Matthew S. answered • 08/28/19
University of Pittsburgh Graduate for Math Tutoring
Vertical asymptotes are where your function starts to go to infinty or negative infinity. In (a) and (b), this happens when your denominator gets very small, almost zero. If you divide a positive number by a very small number you get a very big number. If you divide a positive number by a very small negative number you get a very large negative number (by large negative number, I mean a negative number large in magnitude)
So for (a) when is your denominator very small? When x gets very close to 3, right? So how can you write that as a limit. Note that you need to consider both sides of the limit when x→3+ (from the right of 3) and when x→3- (from the left of 3).

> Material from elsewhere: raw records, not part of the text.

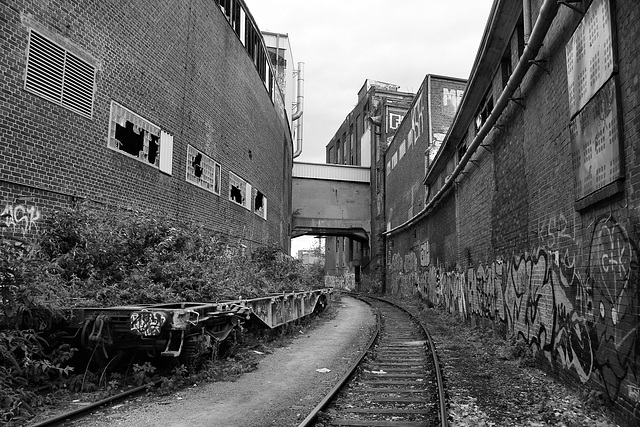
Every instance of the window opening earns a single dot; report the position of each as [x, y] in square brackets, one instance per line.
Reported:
[260, 204]
[137, 137]
[486, 107]
[239, 189]
[202, 170]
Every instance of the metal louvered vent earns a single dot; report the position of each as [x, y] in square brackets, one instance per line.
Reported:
[59, 76]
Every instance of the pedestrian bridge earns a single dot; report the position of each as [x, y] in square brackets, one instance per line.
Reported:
[331, 200]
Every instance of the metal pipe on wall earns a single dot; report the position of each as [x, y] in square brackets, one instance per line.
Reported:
[298, 114]
[526, 17]
[546, 16]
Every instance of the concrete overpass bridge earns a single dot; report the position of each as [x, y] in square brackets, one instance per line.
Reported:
[331, 200]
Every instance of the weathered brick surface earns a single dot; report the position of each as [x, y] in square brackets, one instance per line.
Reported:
[178, 65]
[561, 276]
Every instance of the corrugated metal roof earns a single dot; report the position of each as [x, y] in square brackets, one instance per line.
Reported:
[331, 172]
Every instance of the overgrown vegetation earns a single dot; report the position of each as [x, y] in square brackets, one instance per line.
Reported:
[87, 256]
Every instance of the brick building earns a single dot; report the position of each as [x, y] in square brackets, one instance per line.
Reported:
[148, 105]
[360, 141]
[530, 219]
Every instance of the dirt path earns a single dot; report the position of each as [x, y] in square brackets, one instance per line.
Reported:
[281, 392]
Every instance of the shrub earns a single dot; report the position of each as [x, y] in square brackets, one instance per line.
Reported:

For (b) you should try factoring your polynomials in the numerator and the denominator to see if anything cancels out and then take the same approach as (a).
For (c), we know that ln(x) has a vertical asymptote at 0, since ln(x) goes to negative infinity as x gets very close to 0. Since we have sin(x) inside the logarithm, the question now changes to when sin(x) gets very close to 0 in the interval (0,π/2). sin(x) → 0 when x → 0, so with this one you want to be precise and say that sin(x) → 0 as x→0+. You want x to approach 0 from the right since you are in the interval (0,π/2). So how can you use these two pieces of information to justify your vertical asymptote?